In later years Eleanor blamed herself for the way she brought up her children: she had been too stern with them; she had not done enough things that they wanted to do and too many that she had thought it was good for
them to do; she had deferred too much to nurses and to Sara.2 The results of this training were described by Mrs. Frances Theodora Parsons, a friend of Eleanor’s parents and a well-known writer of books on nature. She was at Susie Parish’s when Eleanor was there with Anna and James. Eleanor admired Mrs. Parsons’ creativity and sweetness with the children, but Mrs. Parsons was less complimentary about Eleanor. She met James and Anna “primly parading on the asphalt drive with their nursery-governess one June morning,” she recalled in Perchance Some Day. “I invited them to join me in a hunt for wild flowers up the mountain path. But they were too much appalled by steep curves and outcropping rocks to derive any pleasure” from the expedition.3 That was before Eleanor had become an independent woman, Mrs. Parsons explained. “I can remember at twenty-two expecting my year old baby to sit on the sofa beside me while I poured tea with all kinds of good things on the tray. Her manners had to be so perfect that she would never even reach or ask for these forbidden goodies!” Eleanor later wrote.4
Eleanor’s nurses and governesses were supplied by agencies that traditionally served New York’s upper-class families, and the schools to which she sent Anna, James, and Elliott were the accepted ones in her milieu. Before she moved the children to Washington in 1913, Anna, then seven, briefly attended classes in New York. Maude had suggested the progressive Ethical Culture school, but Anna was sent to Miss Davidge’s. In Washington Anna went to the Misses Eastman, and James and Elliott to the Potomac School. These schools were well-staffed and highly exclusive.
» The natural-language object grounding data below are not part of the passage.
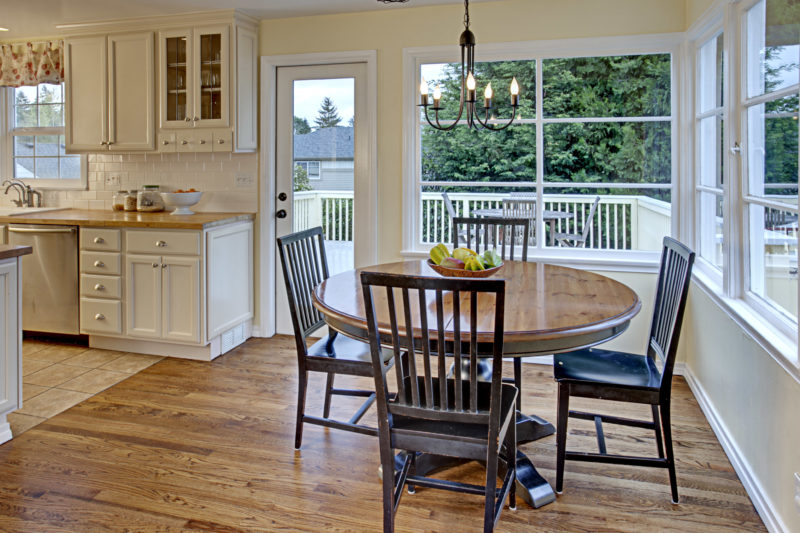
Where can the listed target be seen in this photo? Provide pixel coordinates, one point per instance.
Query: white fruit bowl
(181, 201)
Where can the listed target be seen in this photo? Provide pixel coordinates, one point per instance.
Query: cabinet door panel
(143, 295)
(132, 99)
(181, 299)
(86, 114)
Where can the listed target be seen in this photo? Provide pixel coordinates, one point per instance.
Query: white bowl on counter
(181, 201)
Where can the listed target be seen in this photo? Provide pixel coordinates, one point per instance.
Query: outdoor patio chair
(305, 266)
(625, 377)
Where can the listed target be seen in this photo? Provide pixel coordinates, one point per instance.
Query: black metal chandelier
(468, 89)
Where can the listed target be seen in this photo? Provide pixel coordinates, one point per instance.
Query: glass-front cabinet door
(195, 77)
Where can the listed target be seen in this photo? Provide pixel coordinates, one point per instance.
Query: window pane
(624, 219)
(24, 167)
(711, 151)
(773, 54)
(47, 167)
(70, 167)
(499, 73)
(773, 149)
(463, 154)
(773, 257)
(616, 86)
(23, 145)
(710, 81)
(628, 152)
(710, 234)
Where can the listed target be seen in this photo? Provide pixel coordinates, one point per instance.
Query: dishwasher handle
(40, 230)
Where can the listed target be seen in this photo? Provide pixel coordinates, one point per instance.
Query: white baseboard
(758, 496)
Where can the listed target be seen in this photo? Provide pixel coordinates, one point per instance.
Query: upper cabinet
(194, 88)
(110, 97)
(195, 68)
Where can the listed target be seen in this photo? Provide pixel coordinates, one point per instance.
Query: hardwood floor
(193, 446)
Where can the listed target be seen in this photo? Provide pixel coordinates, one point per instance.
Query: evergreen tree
(301, 126)
(328, 115)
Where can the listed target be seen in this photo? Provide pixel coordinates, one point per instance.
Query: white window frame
(7, 148)
(769, 327)
(413, 58)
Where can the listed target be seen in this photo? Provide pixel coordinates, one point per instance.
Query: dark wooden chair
(485, 232)
(459, 417)
(304, 267)
(625, 377)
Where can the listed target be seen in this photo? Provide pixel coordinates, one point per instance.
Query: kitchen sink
(15, 211)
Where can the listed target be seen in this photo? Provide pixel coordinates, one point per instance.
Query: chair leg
(302, 384)
(657, 424)
(667, 428)
(518, 381)
(326, 409)
(561, 434)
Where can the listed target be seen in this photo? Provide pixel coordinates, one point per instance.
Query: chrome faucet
(25, 193)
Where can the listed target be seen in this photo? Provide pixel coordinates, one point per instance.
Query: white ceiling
(38, 18)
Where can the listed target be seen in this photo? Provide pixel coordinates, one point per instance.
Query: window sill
(781, 347)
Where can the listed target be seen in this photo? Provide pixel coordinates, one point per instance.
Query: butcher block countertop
(8, 251)
(124, 219)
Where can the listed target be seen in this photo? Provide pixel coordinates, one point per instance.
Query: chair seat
(620, 369)
(345, 349)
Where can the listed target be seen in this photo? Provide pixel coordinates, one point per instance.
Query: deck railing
(620, 222)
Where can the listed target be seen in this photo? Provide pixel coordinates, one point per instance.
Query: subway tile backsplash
(213, 173)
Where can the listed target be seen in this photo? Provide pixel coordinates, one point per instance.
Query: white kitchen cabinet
(163, 297)
(10, 343)
(110, 97)
(194, 72)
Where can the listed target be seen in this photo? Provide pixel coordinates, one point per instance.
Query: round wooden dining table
(549, 309)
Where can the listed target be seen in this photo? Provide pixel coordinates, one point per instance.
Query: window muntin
(769, 116)
(37, 142)
(594, 140)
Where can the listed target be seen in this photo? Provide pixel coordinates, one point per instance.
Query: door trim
(265, 227)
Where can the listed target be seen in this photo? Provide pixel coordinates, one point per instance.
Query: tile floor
(57, 376)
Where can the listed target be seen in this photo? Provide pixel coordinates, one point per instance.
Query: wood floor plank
(192, 446)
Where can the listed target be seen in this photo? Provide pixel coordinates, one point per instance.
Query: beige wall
(754, 399)
(389, 31)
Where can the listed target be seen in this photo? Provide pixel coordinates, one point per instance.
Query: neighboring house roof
(324, 144)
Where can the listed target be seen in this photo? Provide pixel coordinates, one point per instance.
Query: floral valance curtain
(31, 63)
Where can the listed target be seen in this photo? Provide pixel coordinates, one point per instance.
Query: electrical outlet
(797, 491)
(244, 180)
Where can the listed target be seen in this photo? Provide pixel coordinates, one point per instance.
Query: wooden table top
(549, 308)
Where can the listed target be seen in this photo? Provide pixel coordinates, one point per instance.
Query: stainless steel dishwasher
(49, 277)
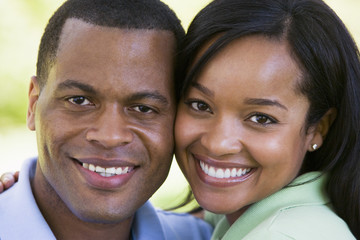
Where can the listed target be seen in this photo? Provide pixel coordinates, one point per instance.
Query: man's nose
(110, 129)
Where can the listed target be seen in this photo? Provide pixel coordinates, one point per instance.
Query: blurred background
(21, 26)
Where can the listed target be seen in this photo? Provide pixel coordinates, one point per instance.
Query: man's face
(104, 119)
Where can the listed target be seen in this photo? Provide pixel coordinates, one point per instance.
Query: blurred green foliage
(21, 26)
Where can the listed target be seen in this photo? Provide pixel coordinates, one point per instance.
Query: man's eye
(79, 100)
(200, 106)
(143, 109)
(262, 119)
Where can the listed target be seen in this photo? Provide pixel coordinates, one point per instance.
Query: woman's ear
(34, 92)
(321, 129)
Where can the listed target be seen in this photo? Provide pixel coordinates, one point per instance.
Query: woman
(267, 130)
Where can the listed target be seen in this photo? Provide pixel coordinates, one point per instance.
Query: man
(103, 107)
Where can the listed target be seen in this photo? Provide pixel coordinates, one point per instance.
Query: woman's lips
(213, 173)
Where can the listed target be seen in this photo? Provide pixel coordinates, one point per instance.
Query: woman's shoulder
(303, 222)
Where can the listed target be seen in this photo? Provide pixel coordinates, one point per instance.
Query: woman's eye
(80, 100)
(200, 106)
(261, 119)
(143, 109)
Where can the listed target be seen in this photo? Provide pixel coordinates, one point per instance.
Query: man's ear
(321, 129)
(34, 91)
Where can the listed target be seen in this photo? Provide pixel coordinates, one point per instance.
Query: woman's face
(240, 129)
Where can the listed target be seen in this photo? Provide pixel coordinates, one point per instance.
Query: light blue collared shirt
(20, 217)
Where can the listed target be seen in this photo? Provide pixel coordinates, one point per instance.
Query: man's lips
(105, 173)
(108, 171)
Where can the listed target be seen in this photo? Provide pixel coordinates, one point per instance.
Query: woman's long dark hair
(329, 59)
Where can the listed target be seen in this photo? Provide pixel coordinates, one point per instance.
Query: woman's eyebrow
(264, 102)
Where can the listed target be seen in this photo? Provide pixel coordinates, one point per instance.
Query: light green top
(299, 212)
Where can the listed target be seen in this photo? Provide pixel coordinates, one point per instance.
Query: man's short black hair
(123, 14)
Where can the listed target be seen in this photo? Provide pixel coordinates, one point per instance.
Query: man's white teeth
(106, 172)
(223, 172)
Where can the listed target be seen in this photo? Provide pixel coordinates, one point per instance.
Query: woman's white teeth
(223, 172)
(106, 172)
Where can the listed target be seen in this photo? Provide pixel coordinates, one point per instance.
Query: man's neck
(64, 224)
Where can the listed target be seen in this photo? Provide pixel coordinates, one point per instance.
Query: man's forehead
(74, 29)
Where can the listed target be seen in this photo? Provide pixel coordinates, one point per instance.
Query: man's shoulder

Like other young Washington matrons, Eleanor gave much thought to education, a subject that she discussed endlessly with Caroline Phillips and Lily Polk, who had children the same age as her own. She was principally concerned with what she and Franklin could do to reinforce the classroom. She believed that the early years were decisive and that the home was more important than school; if a child was not taught habits of self-control at home and if parents did not encourage curiosity by the way they responded to a child’s queries, formal education was likely to be unproductive.